Maintenance workers in China
China's services sector growth has slowed. Reuters

China's services sector growth has slowed, largely due to persisting weakness in the property market.

The results of a survey, compiled by HSBC and Markit, showed that China's services purchasing managers' index (PMI) plummeted to a near nine-year low of 50.0 in July from a 15-month high of 53.1 in June.

Meanwhile, a government-compiled services PMI for the non-manufacturing sector has eased to a six-month low of 54.2 in July from 55 in June, logging its weakest reading since January.

A reading above the 50 threshold demarcates expanding activity from a contraction.

Hongbin Qu, Chief Economist, China & Co-Head of Asian Economic Research at HSBC said: "...Both the new business and outstanding business indices declined from their levels in June.

"The weakness in the headline number likely reflects the impact of the ongoing property slowdown in many cities as property related activity, such as agencies and residential services, see less business. Meanwhile, the employment and business sentiment indices remain stable. In the coming months, we think the service sector may get some support from the recovery in investment.

"But today's data points to the need of continued policy support to offset the drag from the property correction and consolidate the economic recovery," Hongbin added.

Cai Jin, vice-president of China Federation of Logistics & Purchasing, which publishes the services PMI in conjunction with the Chinese government, asked investors not to read too much into the divergence.

"The volatility in the various sub-indices for the July services PMI was not great. The market in general is still stable."

Bill Adams, senior international economist for PNC Financial Services said in a note: "...The HSBC manufacturing PMI is at an 18-month high in July, while the services PMI is nearly its lowest in a decade. So which is it, hot or cool? Could it be both?

"The government-compiled CFLP non-manufacturing PMI also retreated in July, while the CFLP manufacturing PMI rose.
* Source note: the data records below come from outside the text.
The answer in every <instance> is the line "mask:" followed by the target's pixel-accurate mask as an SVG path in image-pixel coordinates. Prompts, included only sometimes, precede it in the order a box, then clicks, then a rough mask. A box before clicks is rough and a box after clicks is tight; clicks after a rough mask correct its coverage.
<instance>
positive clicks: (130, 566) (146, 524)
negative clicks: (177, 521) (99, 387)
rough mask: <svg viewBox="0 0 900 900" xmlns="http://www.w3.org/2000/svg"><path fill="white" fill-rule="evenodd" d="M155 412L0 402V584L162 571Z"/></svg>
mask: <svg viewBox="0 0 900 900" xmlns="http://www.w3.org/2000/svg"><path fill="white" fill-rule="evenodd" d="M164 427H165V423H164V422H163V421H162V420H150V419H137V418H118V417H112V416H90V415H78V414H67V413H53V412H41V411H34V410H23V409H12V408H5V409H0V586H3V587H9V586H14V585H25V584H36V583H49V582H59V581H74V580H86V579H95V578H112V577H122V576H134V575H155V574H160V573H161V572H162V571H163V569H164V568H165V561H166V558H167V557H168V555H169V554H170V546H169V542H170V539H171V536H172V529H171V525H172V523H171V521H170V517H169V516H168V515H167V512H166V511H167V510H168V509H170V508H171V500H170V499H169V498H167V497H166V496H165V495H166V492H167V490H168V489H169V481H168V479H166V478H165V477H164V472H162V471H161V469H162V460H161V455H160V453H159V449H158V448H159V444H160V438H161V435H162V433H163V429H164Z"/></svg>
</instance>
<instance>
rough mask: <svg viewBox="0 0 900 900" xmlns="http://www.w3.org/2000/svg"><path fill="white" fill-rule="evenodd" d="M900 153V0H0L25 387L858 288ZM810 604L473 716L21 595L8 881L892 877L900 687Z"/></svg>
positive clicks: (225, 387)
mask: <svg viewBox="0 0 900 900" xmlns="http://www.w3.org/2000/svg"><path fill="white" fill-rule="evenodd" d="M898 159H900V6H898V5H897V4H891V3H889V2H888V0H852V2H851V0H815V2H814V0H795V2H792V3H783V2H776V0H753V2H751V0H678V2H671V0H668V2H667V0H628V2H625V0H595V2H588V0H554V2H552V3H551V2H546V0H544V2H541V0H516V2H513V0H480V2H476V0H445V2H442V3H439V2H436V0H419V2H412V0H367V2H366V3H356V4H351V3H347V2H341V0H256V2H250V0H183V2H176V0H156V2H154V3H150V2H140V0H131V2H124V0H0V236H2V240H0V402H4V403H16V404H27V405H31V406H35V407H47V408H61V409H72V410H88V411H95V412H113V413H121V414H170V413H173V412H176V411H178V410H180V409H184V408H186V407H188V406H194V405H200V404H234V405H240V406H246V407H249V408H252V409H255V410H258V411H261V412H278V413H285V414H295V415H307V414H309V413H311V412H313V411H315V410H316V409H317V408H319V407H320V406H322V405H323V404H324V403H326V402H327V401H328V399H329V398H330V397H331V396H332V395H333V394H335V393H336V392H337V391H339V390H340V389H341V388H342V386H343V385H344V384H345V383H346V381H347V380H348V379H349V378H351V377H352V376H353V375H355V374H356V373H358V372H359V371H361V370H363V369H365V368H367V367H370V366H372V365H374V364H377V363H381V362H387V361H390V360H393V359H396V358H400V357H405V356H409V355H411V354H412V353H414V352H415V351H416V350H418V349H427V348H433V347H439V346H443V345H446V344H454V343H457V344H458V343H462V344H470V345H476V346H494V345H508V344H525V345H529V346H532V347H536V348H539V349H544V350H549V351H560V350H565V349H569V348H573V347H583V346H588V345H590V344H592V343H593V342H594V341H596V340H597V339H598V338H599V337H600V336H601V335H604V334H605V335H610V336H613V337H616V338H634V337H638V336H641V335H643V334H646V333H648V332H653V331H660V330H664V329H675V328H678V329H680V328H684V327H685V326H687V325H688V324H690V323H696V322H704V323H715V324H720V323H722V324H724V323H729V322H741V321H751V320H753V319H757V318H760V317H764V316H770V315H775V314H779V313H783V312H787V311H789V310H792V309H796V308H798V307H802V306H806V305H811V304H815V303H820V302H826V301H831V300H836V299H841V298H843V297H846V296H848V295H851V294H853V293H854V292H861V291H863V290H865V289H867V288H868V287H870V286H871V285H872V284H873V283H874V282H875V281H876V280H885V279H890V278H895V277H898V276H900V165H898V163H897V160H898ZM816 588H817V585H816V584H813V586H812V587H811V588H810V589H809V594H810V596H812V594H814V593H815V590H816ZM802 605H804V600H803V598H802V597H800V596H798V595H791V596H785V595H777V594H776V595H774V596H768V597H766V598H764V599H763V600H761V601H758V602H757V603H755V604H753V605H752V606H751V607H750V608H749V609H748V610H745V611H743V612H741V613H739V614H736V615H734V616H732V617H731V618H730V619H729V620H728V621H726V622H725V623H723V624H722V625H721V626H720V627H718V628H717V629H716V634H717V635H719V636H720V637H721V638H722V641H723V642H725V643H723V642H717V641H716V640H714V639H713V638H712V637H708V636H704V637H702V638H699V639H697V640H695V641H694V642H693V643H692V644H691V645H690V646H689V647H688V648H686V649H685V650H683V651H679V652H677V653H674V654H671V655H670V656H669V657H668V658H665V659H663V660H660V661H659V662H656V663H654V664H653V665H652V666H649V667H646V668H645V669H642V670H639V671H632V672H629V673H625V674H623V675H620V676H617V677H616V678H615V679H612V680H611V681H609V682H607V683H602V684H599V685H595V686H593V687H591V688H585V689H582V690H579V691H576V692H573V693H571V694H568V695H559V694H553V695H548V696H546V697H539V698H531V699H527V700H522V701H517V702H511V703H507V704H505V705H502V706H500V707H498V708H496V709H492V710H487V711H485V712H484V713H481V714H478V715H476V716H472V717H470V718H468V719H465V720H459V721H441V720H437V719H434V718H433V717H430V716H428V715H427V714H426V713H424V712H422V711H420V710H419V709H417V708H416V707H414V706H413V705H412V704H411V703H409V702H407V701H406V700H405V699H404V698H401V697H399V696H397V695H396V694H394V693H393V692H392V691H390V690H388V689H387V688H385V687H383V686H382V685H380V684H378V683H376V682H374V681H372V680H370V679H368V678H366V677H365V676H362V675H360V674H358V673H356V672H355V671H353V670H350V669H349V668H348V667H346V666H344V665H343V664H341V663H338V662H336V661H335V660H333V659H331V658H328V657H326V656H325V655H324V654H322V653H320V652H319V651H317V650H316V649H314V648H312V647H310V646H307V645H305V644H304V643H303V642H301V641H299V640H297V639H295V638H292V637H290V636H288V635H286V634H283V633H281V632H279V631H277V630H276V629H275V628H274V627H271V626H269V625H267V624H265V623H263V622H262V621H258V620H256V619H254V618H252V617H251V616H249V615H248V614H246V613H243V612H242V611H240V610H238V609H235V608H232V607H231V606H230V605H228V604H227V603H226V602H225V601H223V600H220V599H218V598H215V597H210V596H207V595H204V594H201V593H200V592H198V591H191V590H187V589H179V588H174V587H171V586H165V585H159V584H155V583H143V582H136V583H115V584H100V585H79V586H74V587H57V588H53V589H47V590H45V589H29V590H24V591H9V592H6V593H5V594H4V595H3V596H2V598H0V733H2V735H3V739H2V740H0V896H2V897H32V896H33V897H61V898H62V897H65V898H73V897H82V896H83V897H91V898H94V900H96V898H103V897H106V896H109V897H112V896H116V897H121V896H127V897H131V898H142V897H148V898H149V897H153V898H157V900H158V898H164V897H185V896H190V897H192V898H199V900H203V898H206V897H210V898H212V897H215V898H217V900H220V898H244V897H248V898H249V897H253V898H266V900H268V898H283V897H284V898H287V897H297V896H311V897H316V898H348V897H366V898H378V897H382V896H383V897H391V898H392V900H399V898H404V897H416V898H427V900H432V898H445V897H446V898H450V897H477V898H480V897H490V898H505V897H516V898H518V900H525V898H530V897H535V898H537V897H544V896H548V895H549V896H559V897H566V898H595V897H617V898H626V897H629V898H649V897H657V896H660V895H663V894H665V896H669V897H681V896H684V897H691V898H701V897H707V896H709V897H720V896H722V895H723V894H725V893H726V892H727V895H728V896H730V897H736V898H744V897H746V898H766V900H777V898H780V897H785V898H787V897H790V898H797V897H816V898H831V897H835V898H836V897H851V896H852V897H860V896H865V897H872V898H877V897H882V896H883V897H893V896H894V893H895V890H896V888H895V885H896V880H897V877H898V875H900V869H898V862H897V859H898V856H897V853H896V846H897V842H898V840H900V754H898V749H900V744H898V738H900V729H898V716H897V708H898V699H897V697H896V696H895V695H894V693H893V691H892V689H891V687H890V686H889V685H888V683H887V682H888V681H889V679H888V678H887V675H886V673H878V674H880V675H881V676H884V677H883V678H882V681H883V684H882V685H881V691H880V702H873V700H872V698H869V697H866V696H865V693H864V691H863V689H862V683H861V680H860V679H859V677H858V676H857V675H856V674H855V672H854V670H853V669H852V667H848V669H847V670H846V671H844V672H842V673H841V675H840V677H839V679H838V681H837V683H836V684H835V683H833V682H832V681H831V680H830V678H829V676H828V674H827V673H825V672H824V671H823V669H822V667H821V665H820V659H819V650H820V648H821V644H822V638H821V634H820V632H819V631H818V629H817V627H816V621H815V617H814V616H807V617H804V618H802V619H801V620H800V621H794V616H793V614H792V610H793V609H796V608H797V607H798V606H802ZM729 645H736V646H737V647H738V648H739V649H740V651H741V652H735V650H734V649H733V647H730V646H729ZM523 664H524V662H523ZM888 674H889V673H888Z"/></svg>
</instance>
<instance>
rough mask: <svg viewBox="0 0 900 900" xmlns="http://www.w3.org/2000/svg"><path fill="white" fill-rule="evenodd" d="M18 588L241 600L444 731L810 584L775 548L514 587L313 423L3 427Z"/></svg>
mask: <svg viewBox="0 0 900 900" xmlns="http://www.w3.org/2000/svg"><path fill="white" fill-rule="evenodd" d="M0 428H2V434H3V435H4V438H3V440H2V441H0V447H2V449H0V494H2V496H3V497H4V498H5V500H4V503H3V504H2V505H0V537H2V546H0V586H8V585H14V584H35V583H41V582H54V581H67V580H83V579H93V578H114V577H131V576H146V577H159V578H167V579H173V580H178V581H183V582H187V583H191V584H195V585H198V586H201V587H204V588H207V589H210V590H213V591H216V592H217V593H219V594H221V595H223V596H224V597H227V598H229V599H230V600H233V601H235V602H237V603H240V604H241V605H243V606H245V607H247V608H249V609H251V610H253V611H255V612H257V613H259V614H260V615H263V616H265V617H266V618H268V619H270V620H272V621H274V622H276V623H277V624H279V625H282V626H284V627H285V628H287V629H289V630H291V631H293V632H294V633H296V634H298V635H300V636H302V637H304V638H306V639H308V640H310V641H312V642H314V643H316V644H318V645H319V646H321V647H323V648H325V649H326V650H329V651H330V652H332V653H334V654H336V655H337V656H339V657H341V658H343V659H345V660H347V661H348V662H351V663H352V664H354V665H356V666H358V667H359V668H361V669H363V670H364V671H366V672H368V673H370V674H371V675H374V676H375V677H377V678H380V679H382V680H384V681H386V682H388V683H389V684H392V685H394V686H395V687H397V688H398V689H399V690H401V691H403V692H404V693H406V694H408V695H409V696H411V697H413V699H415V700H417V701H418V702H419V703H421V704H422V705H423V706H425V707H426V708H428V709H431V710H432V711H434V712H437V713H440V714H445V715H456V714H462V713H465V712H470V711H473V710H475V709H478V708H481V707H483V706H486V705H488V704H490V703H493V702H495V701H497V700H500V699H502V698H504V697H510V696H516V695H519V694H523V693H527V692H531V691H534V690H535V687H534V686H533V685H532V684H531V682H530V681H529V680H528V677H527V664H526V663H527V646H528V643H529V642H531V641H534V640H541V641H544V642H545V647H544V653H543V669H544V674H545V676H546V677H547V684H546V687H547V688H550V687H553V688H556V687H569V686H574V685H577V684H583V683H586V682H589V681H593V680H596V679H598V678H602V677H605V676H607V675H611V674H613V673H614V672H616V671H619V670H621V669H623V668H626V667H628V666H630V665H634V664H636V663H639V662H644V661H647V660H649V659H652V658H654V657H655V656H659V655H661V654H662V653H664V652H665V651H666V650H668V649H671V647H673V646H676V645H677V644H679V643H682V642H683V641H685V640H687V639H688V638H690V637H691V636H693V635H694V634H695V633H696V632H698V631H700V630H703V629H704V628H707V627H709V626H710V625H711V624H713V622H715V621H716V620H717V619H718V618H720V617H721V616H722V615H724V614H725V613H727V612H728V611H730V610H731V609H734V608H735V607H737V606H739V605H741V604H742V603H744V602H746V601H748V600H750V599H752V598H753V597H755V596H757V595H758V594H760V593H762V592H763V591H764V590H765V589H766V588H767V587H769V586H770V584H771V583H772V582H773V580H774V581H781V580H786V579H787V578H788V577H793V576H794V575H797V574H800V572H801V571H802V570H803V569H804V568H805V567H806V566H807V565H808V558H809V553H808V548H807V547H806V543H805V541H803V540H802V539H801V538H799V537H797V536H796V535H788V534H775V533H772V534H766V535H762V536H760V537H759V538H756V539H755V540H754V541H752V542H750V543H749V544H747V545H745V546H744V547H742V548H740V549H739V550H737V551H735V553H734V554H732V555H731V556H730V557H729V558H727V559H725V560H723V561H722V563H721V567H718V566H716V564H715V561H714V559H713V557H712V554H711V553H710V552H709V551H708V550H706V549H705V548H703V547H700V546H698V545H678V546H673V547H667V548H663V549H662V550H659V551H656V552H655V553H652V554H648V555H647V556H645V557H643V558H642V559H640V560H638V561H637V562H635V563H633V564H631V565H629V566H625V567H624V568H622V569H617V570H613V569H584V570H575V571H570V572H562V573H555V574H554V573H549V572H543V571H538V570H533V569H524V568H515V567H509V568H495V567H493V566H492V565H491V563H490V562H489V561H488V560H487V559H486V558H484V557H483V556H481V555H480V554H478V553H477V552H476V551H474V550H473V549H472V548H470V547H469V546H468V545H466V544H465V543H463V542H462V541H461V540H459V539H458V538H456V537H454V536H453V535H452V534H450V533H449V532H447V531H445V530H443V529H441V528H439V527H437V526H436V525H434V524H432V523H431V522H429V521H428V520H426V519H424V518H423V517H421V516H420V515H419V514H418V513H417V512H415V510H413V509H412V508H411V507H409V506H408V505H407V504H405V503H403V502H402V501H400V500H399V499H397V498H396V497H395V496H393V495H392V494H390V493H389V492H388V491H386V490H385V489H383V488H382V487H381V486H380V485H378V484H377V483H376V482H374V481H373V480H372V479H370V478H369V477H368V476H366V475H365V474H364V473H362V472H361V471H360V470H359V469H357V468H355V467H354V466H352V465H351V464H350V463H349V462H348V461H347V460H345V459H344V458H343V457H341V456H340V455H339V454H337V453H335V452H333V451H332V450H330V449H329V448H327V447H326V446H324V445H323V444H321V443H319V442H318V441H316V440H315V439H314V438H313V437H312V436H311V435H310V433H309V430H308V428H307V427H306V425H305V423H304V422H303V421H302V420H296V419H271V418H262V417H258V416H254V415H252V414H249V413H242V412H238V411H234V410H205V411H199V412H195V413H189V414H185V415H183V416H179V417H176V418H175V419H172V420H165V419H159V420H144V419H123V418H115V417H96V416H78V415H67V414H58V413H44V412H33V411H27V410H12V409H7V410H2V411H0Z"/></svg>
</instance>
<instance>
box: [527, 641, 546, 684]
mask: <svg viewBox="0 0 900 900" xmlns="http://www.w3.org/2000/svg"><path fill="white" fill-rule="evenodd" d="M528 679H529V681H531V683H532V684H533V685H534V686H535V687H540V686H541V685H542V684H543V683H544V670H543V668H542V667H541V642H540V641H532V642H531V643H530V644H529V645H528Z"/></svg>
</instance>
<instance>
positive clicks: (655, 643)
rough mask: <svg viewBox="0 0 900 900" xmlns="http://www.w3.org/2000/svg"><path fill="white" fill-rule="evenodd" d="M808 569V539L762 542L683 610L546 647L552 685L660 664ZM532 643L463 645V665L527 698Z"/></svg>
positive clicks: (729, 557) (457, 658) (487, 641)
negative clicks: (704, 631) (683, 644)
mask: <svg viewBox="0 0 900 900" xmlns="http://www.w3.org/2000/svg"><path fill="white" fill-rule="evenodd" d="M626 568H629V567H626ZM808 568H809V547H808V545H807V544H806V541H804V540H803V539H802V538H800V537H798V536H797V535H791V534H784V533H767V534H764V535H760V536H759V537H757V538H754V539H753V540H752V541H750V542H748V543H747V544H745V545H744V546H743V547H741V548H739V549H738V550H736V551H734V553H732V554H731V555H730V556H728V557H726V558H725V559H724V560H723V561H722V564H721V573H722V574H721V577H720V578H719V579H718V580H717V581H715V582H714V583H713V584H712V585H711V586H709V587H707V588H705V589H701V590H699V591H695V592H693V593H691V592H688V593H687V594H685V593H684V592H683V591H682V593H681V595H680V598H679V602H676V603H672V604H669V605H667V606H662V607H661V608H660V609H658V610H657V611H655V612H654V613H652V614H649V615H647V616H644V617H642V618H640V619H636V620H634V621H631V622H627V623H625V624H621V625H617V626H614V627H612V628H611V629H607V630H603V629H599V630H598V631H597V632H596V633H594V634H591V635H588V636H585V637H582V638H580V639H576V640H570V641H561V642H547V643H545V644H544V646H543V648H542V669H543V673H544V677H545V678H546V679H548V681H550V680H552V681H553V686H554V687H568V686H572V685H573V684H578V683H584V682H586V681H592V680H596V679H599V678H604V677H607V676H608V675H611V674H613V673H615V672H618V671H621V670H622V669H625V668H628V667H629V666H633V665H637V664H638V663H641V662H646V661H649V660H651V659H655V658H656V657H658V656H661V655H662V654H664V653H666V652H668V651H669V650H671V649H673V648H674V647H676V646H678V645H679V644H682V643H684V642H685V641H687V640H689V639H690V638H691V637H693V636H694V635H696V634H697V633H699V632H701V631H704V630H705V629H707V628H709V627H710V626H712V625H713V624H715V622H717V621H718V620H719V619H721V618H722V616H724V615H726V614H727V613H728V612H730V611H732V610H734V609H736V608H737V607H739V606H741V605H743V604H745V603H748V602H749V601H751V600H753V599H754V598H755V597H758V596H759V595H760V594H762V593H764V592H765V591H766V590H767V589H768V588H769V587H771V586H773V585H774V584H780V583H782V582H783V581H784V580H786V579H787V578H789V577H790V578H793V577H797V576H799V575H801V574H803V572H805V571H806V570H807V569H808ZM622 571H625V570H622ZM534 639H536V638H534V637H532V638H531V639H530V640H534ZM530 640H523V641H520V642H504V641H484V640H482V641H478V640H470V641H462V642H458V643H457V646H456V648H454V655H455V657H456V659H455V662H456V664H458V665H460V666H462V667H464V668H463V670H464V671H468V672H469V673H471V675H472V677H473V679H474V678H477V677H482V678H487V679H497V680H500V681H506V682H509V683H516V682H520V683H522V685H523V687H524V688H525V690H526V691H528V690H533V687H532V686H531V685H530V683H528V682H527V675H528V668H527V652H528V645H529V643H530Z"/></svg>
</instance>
The HSBC PMIs are beloved by analysts who lean sceptical toward official data, but in July, at least, public and private surveys tell very similar stories.

"The July surveys could mean that the industrial sector is benefiting from stimulus while the housing correction continues. On the other hand, such diverging messages could just be noise.

"The huge drop in the July services PMI is so surprising, during a period when policy is known to have become more expansionary, that the odds of a false signal are probably higher than usual.

"In any case, it is the manufacturing PMI that markets historically took as a good proxy for the overall business cycle, and that relationship seems to have broken down in the last two years - maybe the services PMI is off too?

"July's services PMI took a big drop - so big a drop that it is hard to know how seriously to take the number. Whatever the ultimate explanation, July's activity indicators are now likely to have more market-moving potential than usual, since the message from the month's surveys is so muddled."

The services sector accounted for 45% of China's 2012 GDP and about half of all jobs in the world's second largest economy that year.